Maybe you could use some hardfacing welding rod on the edge of the Fiskars. One of my grandfathers was born in 1887 and was a lumberjack at the time that trees were cut with axes and man powered saws. He got into making handles and sharpening axes because it was less work than swinging an axe or pulling a saw handle. He learned from others how to harden and temper the axe heads as well as how to carve handles with a draw knife.

+1 to this specific axe. Only downside is it's relatively short for a 2-hander but it does the job well for small trees. I got this after 2 full size wooden handle axes from Home Depot split on me chopping small trees in my backyard. This also works great for chopping up overgrown tree roots in the ground that you can't get to with a chainsaw.

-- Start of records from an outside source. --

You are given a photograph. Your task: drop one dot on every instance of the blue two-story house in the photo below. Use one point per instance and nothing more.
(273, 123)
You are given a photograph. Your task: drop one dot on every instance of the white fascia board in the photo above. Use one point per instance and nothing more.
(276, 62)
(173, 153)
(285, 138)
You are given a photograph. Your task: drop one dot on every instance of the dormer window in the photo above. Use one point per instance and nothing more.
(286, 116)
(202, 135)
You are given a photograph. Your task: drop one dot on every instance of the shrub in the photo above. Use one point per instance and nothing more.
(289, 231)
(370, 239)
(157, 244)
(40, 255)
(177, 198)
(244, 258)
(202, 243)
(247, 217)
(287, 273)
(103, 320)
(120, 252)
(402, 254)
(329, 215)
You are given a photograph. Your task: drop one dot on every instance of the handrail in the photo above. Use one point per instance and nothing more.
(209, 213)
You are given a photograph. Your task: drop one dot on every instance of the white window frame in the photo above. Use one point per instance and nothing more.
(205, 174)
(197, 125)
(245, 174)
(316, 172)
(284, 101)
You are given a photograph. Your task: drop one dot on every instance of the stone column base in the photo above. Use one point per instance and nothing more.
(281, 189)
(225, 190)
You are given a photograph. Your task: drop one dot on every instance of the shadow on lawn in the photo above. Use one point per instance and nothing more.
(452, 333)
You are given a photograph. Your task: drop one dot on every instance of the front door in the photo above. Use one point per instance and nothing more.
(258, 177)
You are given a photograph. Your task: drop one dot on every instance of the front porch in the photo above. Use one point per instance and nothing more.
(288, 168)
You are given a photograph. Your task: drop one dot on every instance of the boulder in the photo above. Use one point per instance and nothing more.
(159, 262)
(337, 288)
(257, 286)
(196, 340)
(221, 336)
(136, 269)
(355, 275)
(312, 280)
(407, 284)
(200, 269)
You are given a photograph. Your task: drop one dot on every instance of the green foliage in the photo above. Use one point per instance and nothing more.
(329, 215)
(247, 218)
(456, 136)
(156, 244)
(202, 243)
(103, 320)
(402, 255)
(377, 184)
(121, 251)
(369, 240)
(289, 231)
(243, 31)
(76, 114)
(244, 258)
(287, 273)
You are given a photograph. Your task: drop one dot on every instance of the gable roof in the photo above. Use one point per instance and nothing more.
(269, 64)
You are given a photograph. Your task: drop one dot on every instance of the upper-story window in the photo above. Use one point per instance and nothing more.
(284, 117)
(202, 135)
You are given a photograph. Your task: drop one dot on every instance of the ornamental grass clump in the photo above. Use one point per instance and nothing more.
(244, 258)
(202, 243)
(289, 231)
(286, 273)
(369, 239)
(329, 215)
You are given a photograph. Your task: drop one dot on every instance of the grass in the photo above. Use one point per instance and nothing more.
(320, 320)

However, there are limits. I tried to chop through the 2 foot diameter trunk of a dead tree in my yard, and after more than an hour, my neighbor heard me cursing and huffing and puffing, and came out with his chainsaw to help me finish the job. I bought my own chainsaw the following weekend and highly recommend one for any branch >4 inch diameter or so.
 
Been eying an eastwing for a while but they are unavailable in yurrp :-(

Bro, don't you guys have all kinds of old school cool as hell axes available? One of the brands I've seen is Gransfors Bruk which is expensive as shit hipster stuff in the U.S. but looks like super quality. Anything Estwing looks like it would be slumming it compared to that.